Esse imbricamento entre Estado e legalidade nos remeterá à noção de Estado legal, cuja melhor formulação em Weber será a burocracia. O Estado regido pela legalidade é portador de algumas características peculiares. Primeiro, o seu aspecto processual, já "que qualquer direito pode se criar e se modificar por meio de um estatuto sancionado corretamente quanto à forma"; segundo, a legalidade, já que "se obedece, não a pessoa em virtude de seu direito próprio, mas à regra estatuída, a qual estabelece, ao mesmo tempo, a quem e em que medida se deve obedecer.

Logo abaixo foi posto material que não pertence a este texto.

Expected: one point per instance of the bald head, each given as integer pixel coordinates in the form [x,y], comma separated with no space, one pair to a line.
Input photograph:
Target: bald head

Também o que ordena obedece, ao emitir uma ordem, a uma regra: à 'lei' ou ao 'regramento' de uma norma formalmente abstrata".11

Kelsen e a análise do Estado de direito como pleonasmo
Na contramão de Weber,12 o qual separa Estado de direito (mas não o direito do Estado), Kelsen funde direito e Estado na sua maior profundidade. Kelsen critica a separação que Weber faz entre uma consideração sociológica do Estado, o qual poderia ser exercido, seja legalmente, seja de qualquer outro modo. A isso Kelsen chamará de concepção mística do poder do Estado. Ou seja, para ele, o Estado só existe como ordem jurídica. Como para Weber, para Kelsen também "o direito é uma organização da força",13 no entanto, ao contrário de Weber, a validade de uma norma identificar-se-á com sua existência.14 Nesse sentido ele adere ao brocardo hobbesiano auctoritas, non ventas facit legem. A teoria que separa direito e Estado, Kelsen a chama de bilateral, segundo a qual o Estado vincula-se aos direitos que ele mesmo produziu. Assim, o Estado existiria independentemente do direito, em seguida ele criaria o direito e se autovincularia a ele. Isso porque o Estado precisa de legitimação e para ser legitimado pelo direito este tem que ser pressuposto como sendo uma ordem essencialmente diferente de si mesmo. É desse modo que o Estado seria transformado de um fato de poder, ou do poder como fato, em um Estado de direito.15
Seu argumento é que os atos de Estado, como criar leis, são, na verdade, atos de indivíduos que criam leis. Esses indivíduos são autorizados juridicamente a fazer tais atos. Dizer que o Estado cria o direito, significa apenas dizer que estes indivíduos, autorizados juridicamente, criam o direito. E isso só quer dizer, no fundo, que o direito regula a sua própria criação. "Não é o Estado que se subordina ao Direito por ele criado, mas é o Direito que, regulando a conduta dos indivíduos e, especificamente, a sua conduta dirigida à criação do Direito, submete a si esses indivíduos".16 Portanto, se todo Estado é um Estado de direito, esta última expressão não passa de um pleonasmo" 17 como "descer para baixo". Segundo ele, haveria uma contradição entre conceber o Estado como não sendo não jurídico para, depois, tentar concebê-lo juridicamente. Assim, "como organização política, o Estado é uma ordem jurídica".18 O poder estatal, portanto, é a vigência de uma ordem jurídica. O poder do Estado não uma instância mística para além da eficácia de sua ordem jurídica. O poder do Estado funde-se com a eficácia da norma jurídica. Portanto, o Estado não existe independentemente da ordem jurídica, podendo ou não, ser enformado pelo direito e exercido por ele; não, eles (Estado e direito) são a mesma coisa.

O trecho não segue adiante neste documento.